Sewing History, Part II: My First Act of Rebellion…

Me and my oldest sister playing dress-up wedding at Grandma and Grandpa Komm’s house, right around the same time this story happened.

While my first encounter with a sewing machine was a traumatic disaster, the second one was totally the opposite — it was one of those special experiences where the heavens open and rays of light shine down and angels sing. Well, metaphorically at least.

My oldest sister — not the one who sewed through my finger — had been sick for a week or two and had missed enough of her eighth grade Home Ec classes that she had to catch up on her pillow sewing project at home. My mom was showing her how to use the old green Bernina downstairs, and I was wandering around looking for her. As soon as I found them — sitting at the sewing machine with the fabric, scissors and notions all set out — I thought to myself, “I have to do that.”

I stood nearby and watched, completely mesmerized. When they were done, I asked my mom when she was going to teach me how to use the sewing machine. Her reply (obviously referencing my first encounter with it) was, “Oh, Murf,*  you’re too young! You’ll sew through your finger!” To which I silently replied, watch me. It was game-on as far as I was concerned. A seven-year-old never had a clearer or more compelling mission — and this one needed to be covert. I would figure out how to sew without her help and prove her wrong!

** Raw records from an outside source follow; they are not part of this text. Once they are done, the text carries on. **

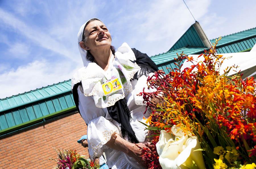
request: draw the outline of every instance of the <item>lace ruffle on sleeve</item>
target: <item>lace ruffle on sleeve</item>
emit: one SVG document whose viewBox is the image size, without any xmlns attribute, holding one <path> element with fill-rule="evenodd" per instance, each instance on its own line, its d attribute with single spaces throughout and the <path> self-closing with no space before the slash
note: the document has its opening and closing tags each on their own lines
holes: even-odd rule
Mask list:
<svg viewBox="0 0 256 169">
<path fill-rule="evenodd" d="M 118 132 L 117 128 L 102 116 L 91 121 L 87 128 L 90 155 L 92 158 L 99 157 L 102 155 L 104 149 L 108 147 L 105 144 L 110 140 L 112 134 Z"/>
<path fill-rule="evenodd" d="M 119 132 L 113 124 L 106 119 L 102 109 L 95 106 L 91 96 L 86 96 L 80 86 L 77 88 L 79 107 L 81 116 L 88 124 L 88 148 L 92 158 L 99 157 L 107 147 L 104 145 L 110 139 L 112 134 Z"/>
<path fill-rule="evenodd" d="M 148 74 L 148 76 L 151 76 L 154 74 L 154 73 L 150 73 Z M 140 93 L 143 91 L 143 89 L 144 88 L 144 91 L 146 92 L 153 92 L 155 91 L 155 89 L 150 88 L 148 88 L 147 83 L 147 80 L 148 77 L 145 75 L 142 75 L 138 80 L 138 82 L 134 89 L 134 101 L 135 103 L 137 105 L 146 105 L 145 103 L 144 103 L 144 99 L 143 99 L 143 96 L 137 96 Z"/>
</svg>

The OGB was set up in what had been my older brother’s bedroom before he went away to college. Because it was downstairs and at the end of the hallway, it was the perfect place to sneak into and never get caught. I spent all my free time in there, figuring out, by trial and error, what this knob did and that. Once I had taught myself enough to sew a straight line, I thought I had it all figured out. When a bobbin ran out of thread, I would wind a new one. By hand.

I used scraps from my mom’s old sewing projects as well as my old, too-small clothes as fabric. My Barbie doll doubled as both muse and mannequin; I studied her clothes to find out how they were constructed and what shapes I would need to cut out of my old jeans to make her some new ones. I even found some teeny snaps and scraps of Velcro in my mom’s wicker sewing basket so I could finish the pants just like Mattel did.

*When I was born, my brother (whose room eventually became the sewing room) started calling me Smurfette. The moniker stuck, as did its derivatives: Murfette, Smurfy, Smurf, Murfy and Murf (which is what my mom still calls me).